Review of the patient's active care plans revealed no evidence the staff identified the patient's contact isolation problems.
During an interview on 04/03/18 at 10:55 AM, Staff E, RN, stated that staff should have generated a care plan to address Patient #4's contact isolation precautions.
Review of Patient #26's H&P dated 03/24/18, showed that he was a 55 year old male that presented to the facility nausea and vomiting. He had a history of pancreatic, liver and lung cancer. He was unable to tolerate food by mouth, Peg tube was placed in the stomach with a plan to provide supplement at night.
During an interview on 04/03/18 at 10:50 AM, Patient #26 stated that he had been eating a little through his mouth, and at night they start the tube feedings to help him gain weight. The tube feeding at night made his stomach feel "tight and full."
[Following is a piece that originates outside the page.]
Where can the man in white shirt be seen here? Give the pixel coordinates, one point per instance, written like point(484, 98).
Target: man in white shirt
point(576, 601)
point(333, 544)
Review of the patient's active care plans revealed no evidence the staff identified the patient's problem for risk of aspiration associated with nocturnal tube feedings.
During an interview on 04/03/18 at 11:05 AM, Staff X, Oncology Associate Director, stated that Patient #26 did not have risk for aspiration care plan. Patients that have received tube feedings should have a care plan addressing the risk for aspiration.
During an interview on 04/03/18 at approximately 2:30 PM, Staff D, Chief Nursing Executive, stated that nurses should develop a care plan and follow the basic nursing standards.